Per giurisprudenza consolidata della Cassazione, infatti, per accertare la penale responsabilità dell’imputato per omesse annotazioni obbligatorie ai fini delle imposte dirette e dell’IVA, il giudice può legittimamente basarsi sull’informativa della Guardia di Finanza che abbia fatto ricorso ad una verifica delle percentuali di ricarico attraverso un’indagine sui dati di mercato e ricorrere anche all’accertamento induttivo dell’imponibile quando la contabilità imposta dalla legge sia stata tenuta irregolarmente (Cass. n. 5786/2007).

Anche l’accertamento induttivo compiuto dagli uffici finanziari può, quindi, rappresentare un valido elemento di indagine” per stabilire, in sede penale, se vi sia stata evasione e se questa abbia raggiunto le soglie di punibilità previste dalla legge, “a condizione però che il Giudice non si limiti a constatarne l’esistenza e non faccia apodittico richiamo agli elementi in essi evidenziati, ma proceda a specifica autonoma valutazione degli elementi nello stesso descritti comparandoli con quelli eventualmente acquisiti “aliunde”” (ex multis, Cass. n. 40992/2013 e n. 2481/2011).

La Corte ha poi precisato come per imposta evasa debba intendersi l’intera imposta dovuta “da determinarsi sulla base della contrapposizione tra ricavi e costi d’esercizio fiscalmente detraibili, in una prospettiva di prevalenza del dato fattuale reale rispetto ai criteri di natura meramente formale che caratterizzano l’ordinamento tributario” (cit.

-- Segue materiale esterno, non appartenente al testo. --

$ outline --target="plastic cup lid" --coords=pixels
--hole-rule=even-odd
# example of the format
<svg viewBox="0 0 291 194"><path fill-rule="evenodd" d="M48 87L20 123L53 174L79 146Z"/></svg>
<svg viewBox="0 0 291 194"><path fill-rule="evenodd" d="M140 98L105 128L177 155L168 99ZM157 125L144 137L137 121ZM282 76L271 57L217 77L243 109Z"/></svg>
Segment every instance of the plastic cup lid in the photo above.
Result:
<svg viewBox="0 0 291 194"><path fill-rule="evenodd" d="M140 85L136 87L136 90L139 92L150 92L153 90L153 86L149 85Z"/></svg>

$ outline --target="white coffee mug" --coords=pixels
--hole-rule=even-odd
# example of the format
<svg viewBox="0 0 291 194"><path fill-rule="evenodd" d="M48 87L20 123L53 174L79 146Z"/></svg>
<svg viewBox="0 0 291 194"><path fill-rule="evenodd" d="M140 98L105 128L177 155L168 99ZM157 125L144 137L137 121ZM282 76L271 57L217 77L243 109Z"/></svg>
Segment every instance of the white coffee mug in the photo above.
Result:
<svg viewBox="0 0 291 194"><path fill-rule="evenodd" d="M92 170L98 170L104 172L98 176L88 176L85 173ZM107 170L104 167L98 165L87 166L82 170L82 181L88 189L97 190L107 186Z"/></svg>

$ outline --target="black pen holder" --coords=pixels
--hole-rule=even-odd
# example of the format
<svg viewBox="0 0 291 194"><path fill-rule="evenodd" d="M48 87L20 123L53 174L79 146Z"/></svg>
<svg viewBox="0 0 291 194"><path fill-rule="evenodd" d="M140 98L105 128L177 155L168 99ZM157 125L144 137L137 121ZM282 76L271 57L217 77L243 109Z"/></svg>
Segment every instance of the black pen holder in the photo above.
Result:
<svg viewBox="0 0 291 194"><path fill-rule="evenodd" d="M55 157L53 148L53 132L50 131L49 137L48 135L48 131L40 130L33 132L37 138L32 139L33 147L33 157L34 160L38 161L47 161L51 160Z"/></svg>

Cass. n. 21213/08).

Orbene, poiché nel caso specifico la Corte territoriale aveva accertato il superamento della soglia di punibilità non limitandosi meramente all’esame delle risultanze dell’accertamento induttivo dell’imponibile ma valutando tali circostanze autonomamente e comparandole con dati obiettivi ricavabili dagli accertamenti bancari (tra cui l’importo delle fatture emesse nei confronti dei clienti, i costi dell’attività di impresa, le movimentazioni e le operazioni extra conto), la terza Sezione penale ha ritenuto corretta ed immune da vizi la motivazione della sentenza emessa dalla Corte di Appello giacché in linea con i principi di diritto suesposti.

Sulla base di tali assunti, il ricorso è stato dichiarato inammissibile con condanna del ricorrente al pagamento delle spese del procedimento e della sanzione pecuniaria in favore della Cassa delle Ammende.